Novo, Nordisk

Novo Nordisk Strikes Back on Multiple Fronts as Obesity Data and Market Access Converge

16.05.2026 - 05:22:14 | boerse-global.de

Despite record prescriptions, positive clinical data for oral Wegovy, and a landmark Medicare deal, Novo Nordisk stock has fallen 35% over the past year.

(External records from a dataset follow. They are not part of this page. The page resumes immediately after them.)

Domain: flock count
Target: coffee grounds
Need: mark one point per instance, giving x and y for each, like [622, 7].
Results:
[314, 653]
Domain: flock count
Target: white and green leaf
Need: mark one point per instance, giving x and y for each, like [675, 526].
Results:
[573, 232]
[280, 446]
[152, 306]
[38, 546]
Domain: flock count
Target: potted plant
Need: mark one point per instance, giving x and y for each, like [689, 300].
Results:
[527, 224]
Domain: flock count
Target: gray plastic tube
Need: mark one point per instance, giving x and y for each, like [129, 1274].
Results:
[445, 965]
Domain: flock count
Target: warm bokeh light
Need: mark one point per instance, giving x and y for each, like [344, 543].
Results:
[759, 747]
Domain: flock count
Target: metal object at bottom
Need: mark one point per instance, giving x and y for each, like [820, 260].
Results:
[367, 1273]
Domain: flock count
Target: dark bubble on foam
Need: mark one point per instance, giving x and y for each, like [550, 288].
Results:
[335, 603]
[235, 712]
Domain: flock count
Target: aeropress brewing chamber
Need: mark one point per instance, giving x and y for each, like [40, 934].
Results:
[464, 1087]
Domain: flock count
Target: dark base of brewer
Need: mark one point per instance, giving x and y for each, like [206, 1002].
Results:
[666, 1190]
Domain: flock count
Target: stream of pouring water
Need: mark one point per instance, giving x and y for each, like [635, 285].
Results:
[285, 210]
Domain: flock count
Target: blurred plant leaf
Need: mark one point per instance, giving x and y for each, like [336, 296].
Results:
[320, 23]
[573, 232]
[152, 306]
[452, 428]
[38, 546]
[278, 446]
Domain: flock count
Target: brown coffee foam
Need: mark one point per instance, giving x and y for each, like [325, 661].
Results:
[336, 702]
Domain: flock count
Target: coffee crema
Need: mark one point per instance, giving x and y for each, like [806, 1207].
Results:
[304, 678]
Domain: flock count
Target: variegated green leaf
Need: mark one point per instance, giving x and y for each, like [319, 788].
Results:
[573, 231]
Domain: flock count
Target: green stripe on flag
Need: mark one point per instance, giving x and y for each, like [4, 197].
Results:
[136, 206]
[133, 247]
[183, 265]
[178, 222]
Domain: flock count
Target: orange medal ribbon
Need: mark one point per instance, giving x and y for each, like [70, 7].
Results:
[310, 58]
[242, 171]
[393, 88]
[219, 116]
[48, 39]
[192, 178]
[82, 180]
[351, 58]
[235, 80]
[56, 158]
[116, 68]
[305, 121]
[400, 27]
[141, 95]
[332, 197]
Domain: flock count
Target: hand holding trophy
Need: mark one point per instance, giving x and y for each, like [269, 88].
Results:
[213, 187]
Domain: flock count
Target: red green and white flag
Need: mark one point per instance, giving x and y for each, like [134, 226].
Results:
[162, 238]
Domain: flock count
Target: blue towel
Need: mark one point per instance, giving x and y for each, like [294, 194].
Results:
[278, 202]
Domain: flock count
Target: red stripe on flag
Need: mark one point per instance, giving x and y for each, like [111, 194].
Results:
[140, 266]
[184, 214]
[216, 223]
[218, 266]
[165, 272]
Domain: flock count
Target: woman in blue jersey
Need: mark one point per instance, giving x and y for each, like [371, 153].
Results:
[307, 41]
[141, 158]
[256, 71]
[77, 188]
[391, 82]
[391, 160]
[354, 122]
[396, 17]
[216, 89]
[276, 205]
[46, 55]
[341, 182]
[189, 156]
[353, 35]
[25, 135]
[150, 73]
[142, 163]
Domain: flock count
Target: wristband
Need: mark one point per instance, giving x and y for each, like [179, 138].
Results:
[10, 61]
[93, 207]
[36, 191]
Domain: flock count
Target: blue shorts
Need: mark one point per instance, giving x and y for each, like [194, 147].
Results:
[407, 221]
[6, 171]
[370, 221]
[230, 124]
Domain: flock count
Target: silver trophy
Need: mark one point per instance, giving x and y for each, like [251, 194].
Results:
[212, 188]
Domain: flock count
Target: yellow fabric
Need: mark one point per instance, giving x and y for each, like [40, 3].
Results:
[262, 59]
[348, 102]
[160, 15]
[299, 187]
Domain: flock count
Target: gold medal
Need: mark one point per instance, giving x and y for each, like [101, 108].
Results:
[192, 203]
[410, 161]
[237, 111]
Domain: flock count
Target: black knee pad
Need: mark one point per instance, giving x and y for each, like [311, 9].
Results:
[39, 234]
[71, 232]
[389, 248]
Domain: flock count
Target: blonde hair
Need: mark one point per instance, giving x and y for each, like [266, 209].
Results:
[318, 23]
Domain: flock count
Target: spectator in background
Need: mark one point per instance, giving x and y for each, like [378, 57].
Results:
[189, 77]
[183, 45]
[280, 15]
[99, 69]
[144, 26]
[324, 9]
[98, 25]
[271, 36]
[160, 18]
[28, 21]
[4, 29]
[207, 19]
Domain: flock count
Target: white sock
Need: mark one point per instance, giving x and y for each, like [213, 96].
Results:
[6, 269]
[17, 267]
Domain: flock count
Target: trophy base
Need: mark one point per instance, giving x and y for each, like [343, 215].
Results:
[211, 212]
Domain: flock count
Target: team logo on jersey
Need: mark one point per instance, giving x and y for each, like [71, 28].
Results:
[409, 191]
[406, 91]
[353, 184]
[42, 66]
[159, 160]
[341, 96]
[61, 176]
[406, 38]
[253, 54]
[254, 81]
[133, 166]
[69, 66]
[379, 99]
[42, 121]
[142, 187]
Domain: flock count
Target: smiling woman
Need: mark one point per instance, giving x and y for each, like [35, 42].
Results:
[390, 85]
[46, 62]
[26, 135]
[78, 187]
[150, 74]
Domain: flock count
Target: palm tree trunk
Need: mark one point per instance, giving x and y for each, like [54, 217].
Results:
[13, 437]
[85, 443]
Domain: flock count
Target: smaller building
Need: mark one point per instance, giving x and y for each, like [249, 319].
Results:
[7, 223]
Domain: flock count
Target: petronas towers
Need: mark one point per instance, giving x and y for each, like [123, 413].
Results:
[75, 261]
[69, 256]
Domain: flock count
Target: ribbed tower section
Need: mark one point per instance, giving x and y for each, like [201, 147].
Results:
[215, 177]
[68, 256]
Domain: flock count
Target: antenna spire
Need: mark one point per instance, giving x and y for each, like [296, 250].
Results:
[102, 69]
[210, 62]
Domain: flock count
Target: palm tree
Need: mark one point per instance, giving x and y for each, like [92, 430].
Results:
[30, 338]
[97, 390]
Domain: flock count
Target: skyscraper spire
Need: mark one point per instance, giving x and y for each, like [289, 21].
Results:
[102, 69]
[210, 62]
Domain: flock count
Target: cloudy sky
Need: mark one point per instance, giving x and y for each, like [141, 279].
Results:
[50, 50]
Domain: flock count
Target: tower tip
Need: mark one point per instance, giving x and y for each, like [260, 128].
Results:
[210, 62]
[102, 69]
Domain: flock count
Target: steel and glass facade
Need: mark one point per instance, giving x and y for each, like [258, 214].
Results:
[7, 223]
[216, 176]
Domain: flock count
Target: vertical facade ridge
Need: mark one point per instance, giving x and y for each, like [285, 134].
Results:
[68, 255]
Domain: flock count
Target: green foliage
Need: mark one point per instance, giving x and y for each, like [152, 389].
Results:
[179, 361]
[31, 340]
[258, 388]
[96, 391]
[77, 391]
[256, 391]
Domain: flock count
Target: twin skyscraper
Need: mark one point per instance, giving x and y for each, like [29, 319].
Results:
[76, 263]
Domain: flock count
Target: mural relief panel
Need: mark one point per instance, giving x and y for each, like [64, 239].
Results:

Novo Nordisk Strikes Back on Multiple Fronts as Obesity Data and Market Access Converge - Foto: über boerse-global.de
Novo Nordisk Strikes Back on Multiple Fronts as Obesity Data and Market Access Converge - Foto: über boerse-global.de

Novo Nordisk is firing on all cylinders with a barrage of clinical data, record-breaking US prescriptions, and a landmark Medicare deal — yet the market remains unimpressed. The Danish drugmaker’s stock has shed roughly 35% over the past year, even as its obesity franchise Wegovy delivers fresh evidence of efficacy, safety, and patient preference that could reshape the competitive landscape against Eli Lilly.

The most compelling numbers came out of the ECO2026 congress in Istanbul, where Novo unveiled detailed analyses of its oral Wegovy pill. In the phase 3 OASIS 4 trial, nearly a third of patients on a 25 mg dose of oral semaglutide lost at least 10% of their body weight by week 16. Early responders shed an average of 13.2% after four months, climbing to 21.6% by week 64. Even those who did not respond quickly still achieved double-digit weight loss by the end of the study. Beyond the scale, 77.3% of patients reported clinically meaningful improvements in physical function, versus 42.9% on placebo.

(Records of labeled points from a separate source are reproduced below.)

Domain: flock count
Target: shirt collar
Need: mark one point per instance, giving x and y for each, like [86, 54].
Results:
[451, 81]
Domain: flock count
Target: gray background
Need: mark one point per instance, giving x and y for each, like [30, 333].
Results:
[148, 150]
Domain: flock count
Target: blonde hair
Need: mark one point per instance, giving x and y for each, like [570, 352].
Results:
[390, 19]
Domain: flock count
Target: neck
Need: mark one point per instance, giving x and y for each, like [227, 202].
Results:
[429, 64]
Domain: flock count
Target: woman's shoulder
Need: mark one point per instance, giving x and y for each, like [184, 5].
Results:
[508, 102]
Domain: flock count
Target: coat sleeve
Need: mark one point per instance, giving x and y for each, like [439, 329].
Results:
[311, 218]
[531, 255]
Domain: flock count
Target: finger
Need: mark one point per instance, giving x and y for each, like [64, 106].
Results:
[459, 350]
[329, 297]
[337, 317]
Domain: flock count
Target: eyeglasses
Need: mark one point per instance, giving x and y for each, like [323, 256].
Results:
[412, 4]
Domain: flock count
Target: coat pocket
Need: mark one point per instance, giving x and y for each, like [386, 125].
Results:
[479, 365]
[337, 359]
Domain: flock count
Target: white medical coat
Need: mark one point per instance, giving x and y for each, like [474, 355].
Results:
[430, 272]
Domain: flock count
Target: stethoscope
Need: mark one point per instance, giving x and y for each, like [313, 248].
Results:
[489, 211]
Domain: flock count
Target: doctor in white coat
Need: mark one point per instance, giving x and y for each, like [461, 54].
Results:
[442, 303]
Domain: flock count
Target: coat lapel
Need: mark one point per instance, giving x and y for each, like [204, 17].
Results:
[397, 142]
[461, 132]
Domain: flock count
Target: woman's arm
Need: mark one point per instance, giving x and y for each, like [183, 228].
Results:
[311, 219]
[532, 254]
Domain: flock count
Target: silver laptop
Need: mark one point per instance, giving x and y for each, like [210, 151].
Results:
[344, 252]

An indirect comparison — dubbed ORION — pitted the Wegovy pill against Eli Lilly’s Orforglipron and found that the Lilly candidate carried a roughly 14-times higher risk of discontinuation due to gastrointestinal side effects. In a separate patient preference survey (OPTIC), 84% of participants said they would choose a profile matching the Wegovy pill. Novo also presented high-dose injection data from the STEP-UP trial: patients on 7.2 mg semaglutide who achieved at least 15% weight loss by week 24 — about one in four — went on to lose an average of 27.7% at 72 weeks. Across all subjects, the high dose delivered 20.7% weight loss versus 17.5% for the lower dose, narrowing the gap with Eli Lilly’s Zepbound.

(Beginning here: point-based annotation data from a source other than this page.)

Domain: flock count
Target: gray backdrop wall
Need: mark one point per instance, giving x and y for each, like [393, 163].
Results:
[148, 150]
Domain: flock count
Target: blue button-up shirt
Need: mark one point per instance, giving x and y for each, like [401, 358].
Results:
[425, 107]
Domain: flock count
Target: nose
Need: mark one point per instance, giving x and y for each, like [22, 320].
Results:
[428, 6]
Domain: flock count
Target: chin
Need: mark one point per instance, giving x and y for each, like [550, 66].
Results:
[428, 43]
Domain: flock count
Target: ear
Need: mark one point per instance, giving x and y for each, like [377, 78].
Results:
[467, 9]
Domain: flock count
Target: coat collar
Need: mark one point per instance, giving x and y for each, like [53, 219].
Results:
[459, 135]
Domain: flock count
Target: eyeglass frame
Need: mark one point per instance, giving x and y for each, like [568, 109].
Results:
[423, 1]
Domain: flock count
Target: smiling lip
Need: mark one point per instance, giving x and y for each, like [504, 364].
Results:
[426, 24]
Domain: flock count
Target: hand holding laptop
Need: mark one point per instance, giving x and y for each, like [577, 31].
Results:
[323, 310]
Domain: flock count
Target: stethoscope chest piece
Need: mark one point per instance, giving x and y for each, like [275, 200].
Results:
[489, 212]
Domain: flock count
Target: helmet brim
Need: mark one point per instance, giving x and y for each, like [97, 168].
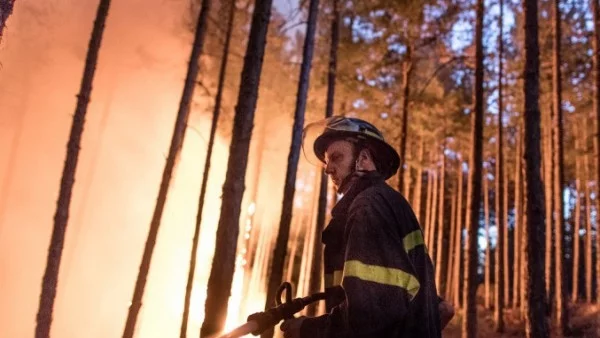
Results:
[316, 139]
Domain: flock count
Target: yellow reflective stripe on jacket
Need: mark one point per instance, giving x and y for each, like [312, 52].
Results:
[333, 279]
[382, 275]
[413, 240]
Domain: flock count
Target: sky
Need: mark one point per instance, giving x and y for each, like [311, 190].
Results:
[125, 141]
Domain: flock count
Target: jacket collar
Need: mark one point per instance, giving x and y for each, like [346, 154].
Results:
[360, 183]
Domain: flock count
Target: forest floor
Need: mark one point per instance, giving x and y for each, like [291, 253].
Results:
[584, 320]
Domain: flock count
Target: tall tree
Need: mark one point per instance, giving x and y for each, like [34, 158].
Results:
[560, 298]
[536, 322]
[6, 7]
[474, 187]
[61, 216]
[316, 272]
[283, 234]
[588, 222]
[577, 222]
[441, 233]
[549, 196]
[204, 184]
[458, 236]
[174, 151]
[596, 10]
[487, 262]
[221, 274]
[519, 225]
[407, 68]
[499, 198]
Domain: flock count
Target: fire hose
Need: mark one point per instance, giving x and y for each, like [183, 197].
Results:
[259, 322]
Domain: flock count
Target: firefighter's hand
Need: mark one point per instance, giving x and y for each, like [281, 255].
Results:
[291, 327]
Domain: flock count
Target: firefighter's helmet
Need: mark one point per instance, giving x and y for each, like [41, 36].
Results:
[318, 135]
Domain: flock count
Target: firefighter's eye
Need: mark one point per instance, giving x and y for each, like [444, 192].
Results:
[336, 157]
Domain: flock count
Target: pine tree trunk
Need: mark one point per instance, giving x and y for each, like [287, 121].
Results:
[406, 74]
[588, 224]
[407, 180]
[451, 247]
[428, 203]
[577, 222]
[518, 223]
[174, 151]
[487, 261]
[549, 196]
[535, 319]
[499, 198]
[524, 291]
[276, 276]
[433, 214]
[221, 274]
[560, 272]
[61, 217]
[441, 233]
[419, 184]
[458, 239]
[507, 268]
[6, 7]
[596, 43]
[469, 328]
[317, 272]
[211, 141]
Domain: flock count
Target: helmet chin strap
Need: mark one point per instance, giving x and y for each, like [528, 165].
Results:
[355, 172]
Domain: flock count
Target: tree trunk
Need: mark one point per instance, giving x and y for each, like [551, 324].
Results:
[486, 264]
[174, 151]
[507, 268]
[432, 214]
[518, 223]
[560, 272]
[596, 43]
[549, 196]
[221, 274]
[458, 238]
[6, 7]
[419, 184]
[441, 234]
[577, 222]
[499, 198]
[588, 224]
[535, 320]
[407, 180]
[451, 251]
[317, 272]
[211, 140]
[523, 292]
[61, 217]
[407, 71]
[474, 191]
[276, 276]
[428, 203]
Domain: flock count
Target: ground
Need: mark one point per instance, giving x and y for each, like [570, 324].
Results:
[585, 322]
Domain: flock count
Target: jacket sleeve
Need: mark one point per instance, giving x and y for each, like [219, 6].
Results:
[379, 279]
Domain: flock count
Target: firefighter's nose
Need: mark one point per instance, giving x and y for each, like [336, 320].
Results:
[329, 169]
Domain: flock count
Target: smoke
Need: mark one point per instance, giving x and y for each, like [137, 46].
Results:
[136, 92]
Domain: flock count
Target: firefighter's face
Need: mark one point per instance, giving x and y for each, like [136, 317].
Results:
[339, 161]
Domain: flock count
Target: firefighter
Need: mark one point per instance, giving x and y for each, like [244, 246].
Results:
[379, 278]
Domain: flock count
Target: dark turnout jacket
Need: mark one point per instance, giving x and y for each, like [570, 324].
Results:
[379, 278]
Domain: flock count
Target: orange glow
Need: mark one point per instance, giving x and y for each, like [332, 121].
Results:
[125, 141]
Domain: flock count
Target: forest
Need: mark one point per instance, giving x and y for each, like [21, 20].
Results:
[182, 199]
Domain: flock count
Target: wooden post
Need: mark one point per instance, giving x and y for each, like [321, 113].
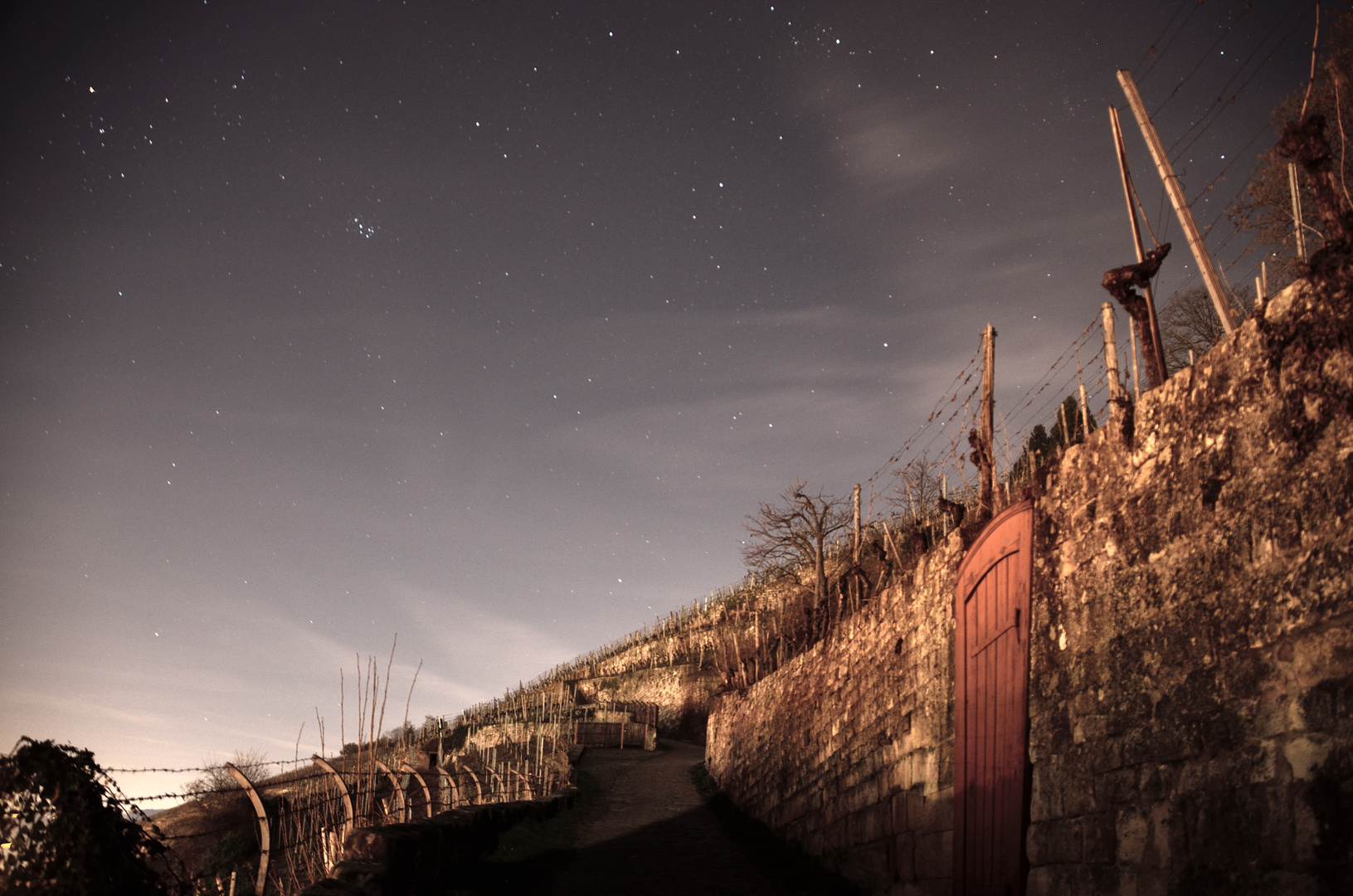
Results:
[1115, 387]
[1181, 210]
[1136, 381]
[264, 840]
[450, 782]
[986, 474]
[409, 769]
[399, 791]
[854, 582]
[1297, 212]
[855, 546]
[1085, 413]
[347, 799]
[1151, 334]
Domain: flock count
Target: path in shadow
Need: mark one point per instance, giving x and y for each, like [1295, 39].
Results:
[639, 825]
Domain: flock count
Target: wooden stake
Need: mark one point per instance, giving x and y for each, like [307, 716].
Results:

Should investors sell immediately? Or is it worth buying Novo Nordisk?

The company is simultaneously targeting women’s health with post-hoc analyses from the SELECT study. Perimenopausal women saw a 42% reduction in cardiovascular events such as heart attacks and strokes, while postmenopausal women recorded a 13% decline. Average weight loss among premenopausal women reached nearly 23%. Real-world data also pointed to sharp drops in migraine and depression cases among patients using Wegovy.

Demand for the oral pill has been explosive since its US launch in January, with more than two million prescriptions written. Even the April market entry of Eli Lilly’s Foundayo failed to dent Novo’s momentum: Wegovy still commands 65% of new US prescriptions. Management responded by raising full-year guidance for both revenue and operating profit. Looking ahead, a Medicare GLP-1 Bridge Program will open Wegovy to eligible patients from July 1, 2026, at a copay of $50 per month, running through the end of 2027. Novo and Lilly have agreed on a net price of $245 per month. CEO Mike Doustdar sees potential for up to 15 million new patients, though he cautioned against expecting an overnight surge.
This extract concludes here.